YouTube contestant Rumble sues Google over video rankings

The video-sharing platform Rumble is suing Google, accusing the YouTube owner of abusing its power in the search and mobile market by promoting its own platforms.

According to the Wall Street Journal, the Canadian Rumble, has accused Google of ‘unfairly targeting its search algorithm’ and preferring video content offered on YouTube over competing platforms. Rumble has become a popular video hosting platform for conservatives in the US who claim that the established technology platforms are engaged in censorship.

Rumble’s decision to sue Google comes as pressure has been put on the technology giant over the past few months over antitrust issues. This lawsuit argues that it’s unfair to pre-install YouTube on many mobile devices, including Google’s own Android operating system, as it diverts potential traffic from YouTube’s competitors.

The lawsuit states that “through its search engine, Google could illegally drive large amounts of traffic to YouTube, depriving Rumble of the additional traffic, users, uploads, brand awareness and revenue it would otherwise receive.”

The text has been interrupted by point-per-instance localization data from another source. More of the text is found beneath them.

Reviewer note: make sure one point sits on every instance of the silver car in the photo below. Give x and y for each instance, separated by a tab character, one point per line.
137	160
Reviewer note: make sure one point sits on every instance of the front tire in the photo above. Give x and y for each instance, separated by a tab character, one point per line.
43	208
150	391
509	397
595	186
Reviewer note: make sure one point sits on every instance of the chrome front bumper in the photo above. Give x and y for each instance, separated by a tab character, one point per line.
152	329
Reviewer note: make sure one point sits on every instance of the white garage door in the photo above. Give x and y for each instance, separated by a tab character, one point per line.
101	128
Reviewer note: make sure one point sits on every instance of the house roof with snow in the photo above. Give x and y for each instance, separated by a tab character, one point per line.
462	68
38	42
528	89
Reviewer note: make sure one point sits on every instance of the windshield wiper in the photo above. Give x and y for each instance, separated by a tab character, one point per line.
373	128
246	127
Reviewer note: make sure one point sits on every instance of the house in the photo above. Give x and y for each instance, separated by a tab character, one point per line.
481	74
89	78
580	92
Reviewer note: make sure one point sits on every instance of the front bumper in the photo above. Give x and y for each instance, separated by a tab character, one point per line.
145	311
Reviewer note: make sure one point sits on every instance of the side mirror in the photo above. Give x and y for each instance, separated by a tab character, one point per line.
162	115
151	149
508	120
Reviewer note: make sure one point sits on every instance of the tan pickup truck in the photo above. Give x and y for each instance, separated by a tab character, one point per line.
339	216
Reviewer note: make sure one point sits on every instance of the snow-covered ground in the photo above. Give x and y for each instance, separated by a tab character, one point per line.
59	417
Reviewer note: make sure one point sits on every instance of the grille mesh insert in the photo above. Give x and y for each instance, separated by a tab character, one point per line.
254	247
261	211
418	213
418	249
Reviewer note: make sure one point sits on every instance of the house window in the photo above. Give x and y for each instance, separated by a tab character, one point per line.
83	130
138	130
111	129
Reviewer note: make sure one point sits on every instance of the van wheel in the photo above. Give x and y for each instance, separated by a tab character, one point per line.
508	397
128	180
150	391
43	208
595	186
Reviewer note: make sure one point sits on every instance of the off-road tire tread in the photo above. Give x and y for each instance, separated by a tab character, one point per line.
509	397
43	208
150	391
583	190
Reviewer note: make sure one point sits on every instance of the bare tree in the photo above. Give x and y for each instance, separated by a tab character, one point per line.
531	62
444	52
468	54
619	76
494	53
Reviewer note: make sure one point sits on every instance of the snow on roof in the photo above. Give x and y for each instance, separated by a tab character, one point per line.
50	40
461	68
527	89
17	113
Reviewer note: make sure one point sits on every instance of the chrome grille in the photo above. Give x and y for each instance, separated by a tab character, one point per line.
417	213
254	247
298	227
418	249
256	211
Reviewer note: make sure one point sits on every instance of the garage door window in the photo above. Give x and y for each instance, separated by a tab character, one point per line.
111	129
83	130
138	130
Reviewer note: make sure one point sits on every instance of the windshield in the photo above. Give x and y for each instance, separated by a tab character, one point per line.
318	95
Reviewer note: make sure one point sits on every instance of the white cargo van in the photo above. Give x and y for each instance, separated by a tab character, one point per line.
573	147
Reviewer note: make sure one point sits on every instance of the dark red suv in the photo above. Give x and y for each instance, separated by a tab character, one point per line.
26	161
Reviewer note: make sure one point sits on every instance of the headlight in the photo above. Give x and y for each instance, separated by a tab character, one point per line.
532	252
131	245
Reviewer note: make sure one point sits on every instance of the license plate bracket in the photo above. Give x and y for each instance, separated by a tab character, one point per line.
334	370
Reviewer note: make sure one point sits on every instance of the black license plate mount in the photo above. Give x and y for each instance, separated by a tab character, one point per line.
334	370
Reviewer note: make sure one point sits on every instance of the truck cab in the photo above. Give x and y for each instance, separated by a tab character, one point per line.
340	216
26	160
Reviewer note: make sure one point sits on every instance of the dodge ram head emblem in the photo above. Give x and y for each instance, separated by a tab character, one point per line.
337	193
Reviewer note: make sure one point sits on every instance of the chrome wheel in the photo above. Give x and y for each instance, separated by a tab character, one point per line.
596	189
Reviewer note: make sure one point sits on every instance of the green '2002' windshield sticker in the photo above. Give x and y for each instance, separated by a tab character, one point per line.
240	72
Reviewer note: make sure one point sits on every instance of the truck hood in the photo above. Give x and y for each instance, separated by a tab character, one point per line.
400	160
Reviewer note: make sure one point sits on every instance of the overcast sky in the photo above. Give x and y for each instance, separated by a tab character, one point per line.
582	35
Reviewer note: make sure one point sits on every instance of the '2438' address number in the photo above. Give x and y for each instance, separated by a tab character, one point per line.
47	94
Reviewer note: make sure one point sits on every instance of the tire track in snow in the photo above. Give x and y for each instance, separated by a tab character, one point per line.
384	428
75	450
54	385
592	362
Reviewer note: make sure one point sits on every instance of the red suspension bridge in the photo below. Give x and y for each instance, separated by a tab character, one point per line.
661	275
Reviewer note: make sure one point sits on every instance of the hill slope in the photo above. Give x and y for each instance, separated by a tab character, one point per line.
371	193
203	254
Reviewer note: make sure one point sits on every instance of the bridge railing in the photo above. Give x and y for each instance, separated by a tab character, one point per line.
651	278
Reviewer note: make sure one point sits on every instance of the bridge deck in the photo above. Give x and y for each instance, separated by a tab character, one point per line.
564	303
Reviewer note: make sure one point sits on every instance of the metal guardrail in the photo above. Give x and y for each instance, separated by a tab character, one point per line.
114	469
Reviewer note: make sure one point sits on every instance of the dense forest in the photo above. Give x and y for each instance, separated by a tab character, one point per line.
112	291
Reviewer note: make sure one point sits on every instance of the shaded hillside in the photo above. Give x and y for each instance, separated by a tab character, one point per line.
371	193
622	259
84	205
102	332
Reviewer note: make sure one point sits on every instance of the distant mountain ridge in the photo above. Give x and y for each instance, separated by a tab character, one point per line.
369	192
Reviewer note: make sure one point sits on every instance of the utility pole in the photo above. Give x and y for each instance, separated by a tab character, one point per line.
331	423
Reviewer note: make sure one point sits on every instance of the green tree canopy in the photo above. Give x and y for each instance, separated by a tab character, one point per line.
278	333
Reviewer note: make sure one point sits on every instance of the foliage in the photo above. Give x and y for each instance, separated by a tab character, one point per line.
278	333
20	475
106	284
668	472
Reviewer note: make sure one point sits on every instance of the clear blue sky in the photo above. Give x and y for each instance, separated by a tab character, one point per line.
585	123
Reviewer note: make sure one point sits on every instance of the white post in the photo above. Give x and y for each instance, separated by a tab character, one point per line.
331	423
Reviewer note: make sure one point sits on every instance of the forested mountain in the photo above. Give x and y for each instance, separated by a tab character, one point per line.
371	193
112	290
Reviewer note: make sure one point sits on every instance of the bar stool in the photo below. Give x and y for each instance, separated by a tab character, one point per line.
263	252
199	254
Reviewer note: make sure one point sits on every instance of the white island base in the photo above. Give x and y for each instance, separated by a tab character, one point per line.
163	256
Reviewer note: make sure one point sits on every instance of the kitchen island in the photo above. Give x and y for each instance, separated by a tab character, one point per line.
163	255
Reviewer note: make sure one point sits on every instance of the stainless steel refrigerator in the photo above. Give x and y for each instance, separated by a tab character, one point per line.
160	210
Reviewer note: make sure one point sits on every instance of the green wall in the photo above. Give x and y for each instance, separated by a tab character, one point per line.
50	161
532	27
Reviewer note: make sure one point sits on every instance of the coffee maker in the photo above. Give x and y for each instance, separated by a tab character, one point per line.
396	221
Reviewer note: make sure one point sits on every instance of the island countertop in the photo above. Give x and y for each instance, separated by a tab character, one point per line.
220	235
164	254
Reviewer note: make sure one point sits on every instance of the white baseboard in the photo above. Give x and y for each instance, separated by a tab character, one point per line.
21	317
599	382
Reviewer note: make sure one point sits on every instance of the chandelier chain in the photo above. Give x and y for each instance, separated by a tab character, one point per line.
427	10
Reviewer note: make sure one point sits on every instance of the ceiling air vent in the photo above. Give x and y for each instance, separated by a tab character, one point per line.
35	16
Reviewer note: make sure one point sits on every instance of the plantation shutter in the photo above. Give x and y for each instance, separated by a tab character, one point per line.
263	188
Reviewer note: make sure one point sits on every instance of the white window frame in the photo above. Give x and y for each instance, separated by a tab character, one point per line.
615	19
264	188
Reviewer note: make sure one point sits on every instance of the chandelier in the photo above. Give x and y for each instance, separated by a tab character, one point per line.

A Google spokesman said WSJ that they will “defend us against these unfounded claims.” A previous investigation by the WSJ found that Google’s own search results often favor videos presented on YouTube over those of competing platforms. This is apparently the basis for Rumble’s decision to sue the search giant.

In response to this prior investigation, Google has suggested that YouTube content will not be preferred over other platforms or providers within Search.

The bulk of Rumble’s earnings come from licensing video content. Rumble claims that syndicated videos presented on YouTube have been viewed more than 9.3 billion times since 2014, generating $ 4.3 million in advertising revenue. Much of the basis of this lawsuit depends on the principle that, although not all views would be counted on their dedicated platform, a portion would have been if Google had not preferred YouTube content over Rumble content.

The Canadian firm also made the bold claim that advertising revenue lost due to possible “missing” views would yield “more than more than $ 2 billion”.